This was October (photo dump)

Yesterday’s sunrise. I was almost at work when the sky decided to light up like this. I pulled over and took a couple of photos.
Another soap bubble. It was more of an experiment, but the colours look nice.
Another one from close to work… I walk up these stairs every day when I work. Some mornings the view is beautiful like this.
Last Saturday, I sat in class again. I was early, I always am. The class was about picture books. It was very entertaining. And the teacher read many books to us. The seven hour class went by quickly.
This photo got a lot of attention all around. And you know what?! It made me post it more often and make it my profile photo. One person said I was looking suggestive. Another one said I looked changed. The truth of the photo (and I shared it here before too): it was taken at 6.30 in the morning. My face and eyes were still puffy. My hair was straightened for once. I was hunched over. And felt nice.
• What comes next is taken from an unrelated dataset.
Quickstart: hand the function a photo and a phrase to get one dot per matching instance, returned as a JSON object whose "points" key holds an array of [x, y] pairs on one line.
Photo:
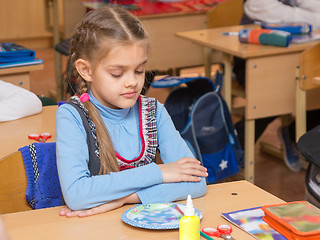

I hadn’t slept well that night and sometimes that makes me put in the effort to look nice. Anyway… It’s not sexy or suggestive. It’s just me early in the morning.
The weather was weird in October. Lots of rain but sometimes the sky opened for a couple of minutes and lit the world in this unique way.
Ha! Another one of me. It goes to show that different angles reveal different things. I have no idea why. About the top I am wearing: last year (and the year before) I had a severely autistic child in my class. Absolutely lovely boy, but no inclusion could help him to adapt to a “normal” school. Whenever I was wearing that top with the hole pattern on both arms, he put his finger through every one of the holes and laughed. I miss him sometimes and would like to know that he is well. But that’s not how things work over here.
And a fallen leaf. It was as if it was waving at me.
Recap of my streaming in October. Not much to see. Only 484 minutes, that’s really not a lot. But I listened to a lot of vinyl. Candles lit, record spinning, maybe a drink or tea…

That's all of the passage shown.